NFTs have mostly been exempt from the crypto crackdown in China, which has ultimately led to a banishment of virtually all crypto trading for creating too much market speculation. However, the recent market hype around the digital assets have unsettled regulators. According to reports, the parties involved with the convention agreed to adopt a healthy ecosystem for Chinese “digital cultural creation”.
The meeting was led by the National Copyright Exchange Center Alliance, a government-led copyright regulator, who also signed the convention. They were also joined by the China Academy of Fine Art, state broadcaster CCTV’s Animation Studio, and Hunan Museum.
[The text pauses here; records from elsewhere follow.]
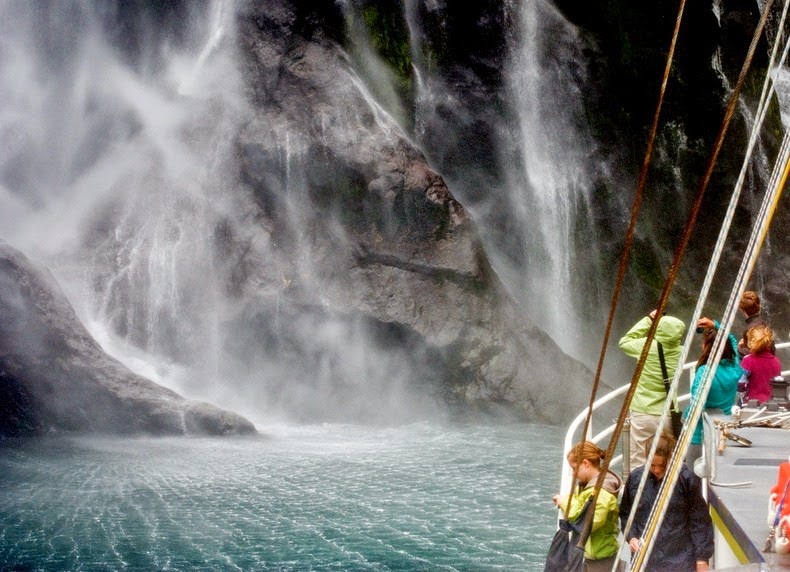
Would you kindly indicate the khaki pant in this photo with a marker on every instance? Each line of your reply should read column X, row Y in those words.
column 643, row 427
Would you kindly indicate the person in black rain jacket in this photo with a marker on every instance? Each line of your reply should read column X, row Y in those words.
column 684, row 542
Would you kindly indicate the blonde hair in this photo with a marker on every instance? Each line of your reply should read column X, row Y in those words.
column 587, row 450
column 665, row 447
column 750, row 303
column 759, row 338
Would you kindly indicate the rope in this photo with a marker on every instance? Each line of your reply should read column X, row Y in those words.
column 724, row 231
column 758, row 237
column 629, row 239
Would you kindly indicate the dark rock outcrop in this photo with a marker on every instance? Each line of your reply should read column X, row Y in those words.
column 54, row 377
column 408, row 254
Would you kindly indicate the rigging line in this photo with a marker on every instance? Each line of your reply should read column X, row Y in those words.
column 767, row 90
column 685, row 239
column 629, row 239
column 756, row 240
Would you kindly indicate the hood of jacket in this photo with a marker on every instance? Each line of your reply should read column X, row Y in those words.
column 611, row 483
column 670, row 331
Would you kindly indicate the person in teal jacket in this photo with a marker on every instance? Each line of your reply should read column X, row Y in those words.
column 601, row 547
column 724, row 385
column 647, row 405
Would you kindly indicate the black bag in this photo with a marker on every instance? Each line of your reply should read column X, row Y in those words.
column 565, row 553
column 676, row 417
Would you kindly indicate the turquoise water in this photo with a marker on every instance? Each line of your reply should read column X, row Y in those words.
column 331, row 497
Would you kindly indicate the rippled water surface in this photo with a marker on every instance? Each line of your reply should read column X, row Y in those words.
column 419, row 497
Facebook metamorphose into Meta amid metaverse developments
Last Thursday (28 October), Mark Zuckerberg announced ‘Meta’ as the new name of his social media entity at their virtual Connect Conference, outlining virtual-reality visions for the future. The renaming of the holding company, Facebook, was accompanied by a design revamp, featuring a blue infinity symbol. Supposedly, Meta will be a chance to move away from the criticism that Facebook Inc. have recently received, as the timing of this change would suggest.
The name choice reflects the company’s plans to develop the metaverse, with hope that it “will be the successor of the mobile internet.” In the conference, Zuckerberg highlights that although Facebook is an “iconic” social media brand, “it just doesn’t encompass everything we do,” adding, “the metaverse is the next frontier.” It has been alleged that the rebranding was a scheme to eradicate the term “brand tax” that employees used to describe the negative impact that Facebook had on its other brands, which has dated back to 2016.
As well as a name change explanation, the conference could have also been seen as a chance for damage control, with Zuckerberg claiming, “we are still the company that builds technology around people.”
After the announcement, Meta revealed that they were acquiring Within, a fitness company and the creator of Supernatural, a virtual reality workout app for Oculus Quest headsets. In a post revealing the news, it was confirmed that “Supernatural will continue to be operated independently as part of Reality Labs, and will continue to create fitness, wellness, and social experiences in VR.”
Roblox back up and running after a three-day outage
Online gaming platform, Roblox, have come back online after a three day outage, lasting from Thursday (28 October) to late Sunday evening (31 October). Roblox addressed the outage in a blog post, blaming a series of factors including a “subtle bug” in their backend service communications.
It was speculated that the Chipotle promotion, giving away USD$1m (£731m) worth of free burritos on the gaming platform as part of a Halloween event, was the cause of the outage. The experience went live on Thursday, just before the outage took place, however, Roblox commented that the fault was “not due to any peak in external traffic or any particular experience.”
Within the post, the platform identified that the cause was down to the infrastructure becoming overwhelmed, explaining that “most services at Roblox were unable to effectively communicate and deploy.”
Roblox, who went public earlier this year with a market cap of USD$38bn (£27.8bn), are another company who have hopes for the future of the metaverse, but instead of building the metaverse themselves, the platform want users to create it. Manuel Bronstein, Chief Product Officer,
comments “we are eager to partner with our community to bring these features to life.”